オグデン・ミルズ・リードはニューヨーク・トリビューン紙の社長職を先代の父ホワイトロー・リードから受け継いだ。ニューヨークで最大の発行部数を誇った時期もある大新聞であり、長年、共和党と懇意にしてきたのは周知の事実だ。ホワイトローはかつての大統領選で副大統領候補になったことすらある。…が、バーナビーはオグデンと仲良くした覚えなど一度もない。

「冷たいなぁ、バーナビーさん!」

オグデンはわざとらしくおどけて見せた。そういう軽妙さを警戒しているのだ。

「でも逆に、今バーナビーさんの進めている企画がすごく重大で、この若者も重要人物だというのはわかりました。もう少し質問しても?」

マスコミ・エリートゆえの察しの良さ、自信をもって切り込んでくるその姿勢、警戒するほかない。バーナビーはあらかじめ用意してあった答えを返すことにする。

「ロッジ議員の命で外交官育成をすることになったのです」

完全に隠そうとすれば、より深く追われる。だから、少しだけ真実を明かしておく。

「彼らの身の危険につながりかねないので、報道は慎重にお願いしたい」

アーロンに自己紹介をさせなかったことの言い訳として、これで筋は通るはずだ。


「“彼ら”ね…こちらの若者一人じゃないんですね?」

「数名同時に育成するほうが効率的でしょう」

コーヒーカップを再び口元に運ぶバーナビー。

「それはたしかに。でも、この教科書はどうだろう?」

上等なスーツの内ポケットから、オグデンは一冊の冊子を取り出した。

「これ、バーナビーさんおひとりで作ったんじゃないですか?“Absolute”から始まっているのが、あなたらしい」

それはバーナビーの単語帳だった。一体どうやって?資料室に保管した予備を持ち出したのか?


「…そうですが、それが何か?」

動揺を、ほんの一瞬の沈黙ににじませてしまった。コーヒーは飲まずに、テーブルに置き直した。

「この教科書から察するに、育成計画に携わっているのは共和党内であなたおひとりだ。でなければ、こんなアンバランスな内容で簡素な作りにはならない。タイプライターとカーボンコピーだけで作られている冊子。なのに、çのセディーユ(s音化記号)、ãのチルダ(鼻母音記号)は手書きで書き加えられている…全ページで!手製でここまで整ったものを作り、まぁ内容はアンバランスですが、さらに堂々と資料室に置くというのは、資料作成の達人"プリンス・オブ・ドキュメント"と呼ばれるバーナビー・ワイスマン氏が独力でやってるからこそだ。ロッジ議員の指令というのは、まぁ本当でしょうけどね…?」


バーナビーの動揺を突いて、オグデンが大量の言葉をぶつけてくる。バーナビーが21時間かけて作った単語帳をパラパラめくりながら。

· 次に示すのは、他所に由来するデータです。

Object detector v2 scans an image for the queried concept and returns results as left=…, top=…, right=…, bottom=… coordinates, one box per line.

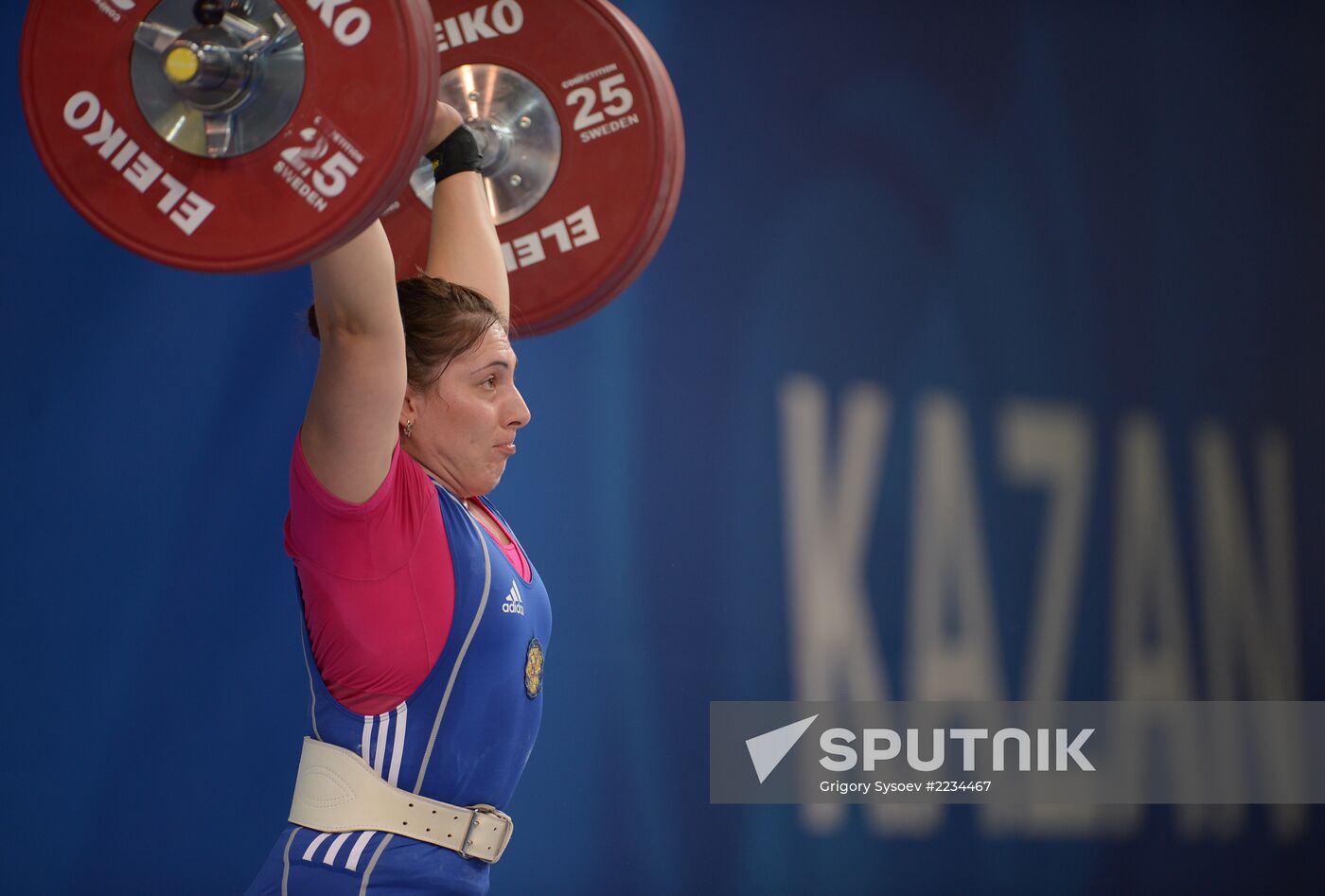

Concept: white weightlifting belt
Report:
left=291, top=737, right=516, bottom=863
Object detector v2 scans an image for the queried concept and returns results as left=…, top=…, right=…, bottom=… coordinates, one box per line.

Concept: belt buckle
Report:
left=460, top=803, right=516, bottom=864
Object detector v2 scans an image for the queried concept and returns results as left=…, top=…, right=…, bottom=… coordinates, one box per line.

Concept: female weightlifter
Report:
left=249, top=103, right=551, bottom=896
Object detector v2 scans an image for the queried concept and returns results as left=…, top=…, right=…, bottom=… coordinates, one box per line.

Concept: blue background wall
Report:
left=0, top=0, right=1325, bottom=893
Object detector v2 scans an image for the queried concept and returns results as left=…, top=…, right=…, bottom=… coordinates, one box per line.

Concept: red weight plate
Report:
left=543, top=4, right=685, bottom=331
left=384, top=0, right=679, bottom=335
left=20, top=0, right=437, bottom=272
left=572, top=1, right=685, bottom=326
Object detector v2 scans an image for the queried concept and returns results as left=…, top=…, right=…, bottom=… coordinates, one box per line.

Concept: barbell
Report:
left=20, top=0, right=685, bottom=335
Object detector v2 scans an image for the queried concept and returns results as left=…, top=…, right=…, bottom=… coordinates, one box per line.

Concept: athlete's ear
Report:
left=400, top=386, right=423, bottom=428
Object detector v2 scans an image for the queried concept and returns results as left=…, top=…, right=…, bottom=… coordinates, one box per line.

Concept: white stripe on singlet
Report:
left=344, top=831, right=377, bottom=870
left=322, top=831, right=350, bottom=866
left=372, top=713, right=391, bottom=774
left=304, top=834, right=331, bottom=862
left=387, top=704, right=407, bottom=787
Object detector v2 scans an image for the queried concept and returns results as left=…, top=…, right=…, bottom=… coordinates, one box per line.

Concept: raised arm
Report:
left=301, top=221, right=405, bottom=503
left=427, top=106, right=510, bottom=321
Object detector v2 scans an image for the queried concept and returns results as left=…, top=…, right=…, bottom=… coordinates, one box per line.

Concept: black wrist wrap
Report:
left=427, top=126, right=484, bottom=183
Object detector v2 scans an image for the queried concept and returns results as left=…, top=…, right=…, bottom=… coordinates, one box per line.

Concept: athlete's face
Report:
left=400, top=324, right=530, bottom=497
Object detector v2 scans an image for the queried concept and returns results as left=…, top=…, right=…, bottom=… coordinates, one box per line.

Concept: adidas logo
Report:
left=501, top=582, right=524, bottom=616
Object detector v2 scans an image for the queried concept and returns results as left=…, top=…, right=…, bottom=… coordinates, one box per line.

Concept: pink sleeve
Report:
left=285, top=436, right=454, bottom=714
left=285, top=434, right=437, bottom=581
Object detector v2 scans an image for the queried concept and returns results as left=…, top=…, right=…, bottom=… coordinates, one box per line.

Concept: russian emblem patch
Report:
left=524, top=638, right=543, bottom=700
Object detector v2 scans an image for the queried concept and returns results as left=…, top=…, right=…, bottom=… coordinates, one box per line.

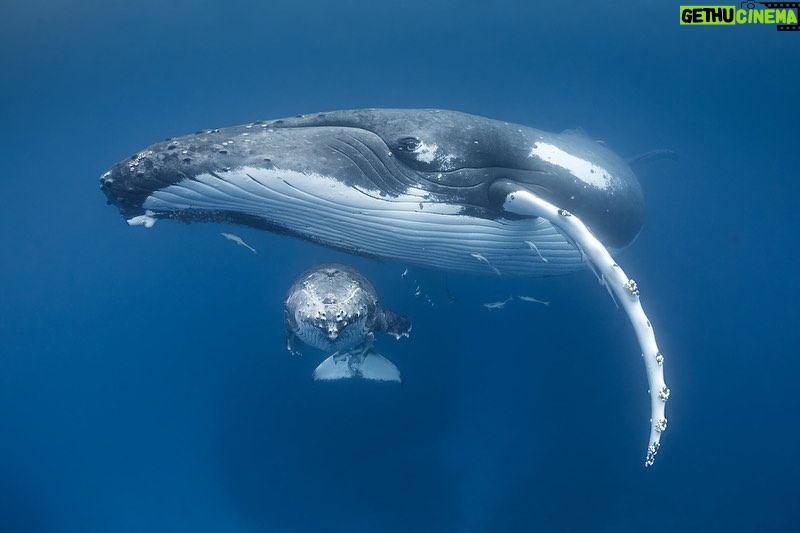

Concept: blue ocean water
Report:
left=0, top=0, right=800, bottom=532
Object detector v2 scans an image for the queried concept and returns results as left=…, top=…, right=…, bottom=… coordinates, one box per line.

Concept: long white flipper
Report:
left=503, top=190, right=669, bottom=466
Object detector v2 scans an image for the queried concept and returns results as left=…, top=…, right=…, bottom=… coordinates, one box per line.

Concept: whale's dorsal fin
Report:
left=628, top=148, right=678, bottom=167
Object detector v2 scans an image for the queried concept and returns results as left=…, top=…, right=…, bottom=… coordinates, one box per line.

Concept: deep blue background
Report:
left=0, top=0, right=800, bottom=533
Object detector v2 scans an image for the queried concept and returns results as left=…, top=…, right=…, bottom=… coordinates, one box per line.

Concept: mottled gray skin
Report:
left=100, top=109, right=644, bottom=250
left=284, top=263, right=411, bottom=352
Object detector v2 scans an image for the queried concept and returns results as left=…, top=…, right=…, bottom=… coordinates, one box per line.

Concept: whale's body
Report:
left=100, top=109, right=670, bottom=466
left=101, top=109, right=643, bottom=276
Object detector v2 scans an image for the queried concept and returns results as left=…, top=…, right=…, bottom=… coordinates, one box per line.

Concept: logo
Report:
left=681, top=0, right=800, bottom=32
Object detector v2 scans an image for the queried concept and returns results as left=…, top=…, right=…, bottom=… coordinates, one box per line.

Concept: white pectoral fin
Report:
left=503, top=190, right=670, bottom=466
left=361, top=349, right=402, bottom=383
left=313, top=348, right=401, bottom=383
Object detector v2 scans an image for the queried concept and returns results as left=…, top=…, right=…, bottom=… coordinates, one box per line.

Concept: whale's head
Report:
left=284, top=263, right=379, bottom=352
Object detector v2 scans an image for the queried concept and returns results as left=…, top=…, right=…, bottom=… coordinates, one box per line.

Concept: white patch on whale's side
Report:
left=528, top=141, right=611, bottom=189
left=143, top=167, right=585, bottom=276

(そんな妙なあだ名で呼ばれてるのか私は…?)プリンスも気になったが、バーナビーが考えるべきはそこではない。

ロッジ議員の秘密計画の全容を、バーナビーも知らされていない。だがこれまで、ロッジがバーナビーに“不可能な任務(インポッシブル)”を命じたことは一度もなかった。苦しい時もあったが、乗り越えるたびに成長できた。今回、「可能な限り1人で調査団の監督業を遂行しろ」と言われているのも、バーナビーにはそれができると信頼されているからだ。

メンバー選定、フランスへ向かう艦への同乗許可、共和党クラブビルの一室を1週間使用すること…ロッジが手配したのは以上であり、現場レベルでの判断はすべてバーナビーが一任されている。語学と地理の講義をメンバーに行うのも、単語帳を作ったのも、バーナビーが独断かつ独力でしたことだ。


「教科書は他にも推薦されたものを使っています。それだけでは不足と思い、個人的に重要な語句を一覧できる単語帳を作りました。私ひとりで外交官育成など、できるはずがない」

だから、この返答は嘘だ。オグデンは納得してくれるだろうか?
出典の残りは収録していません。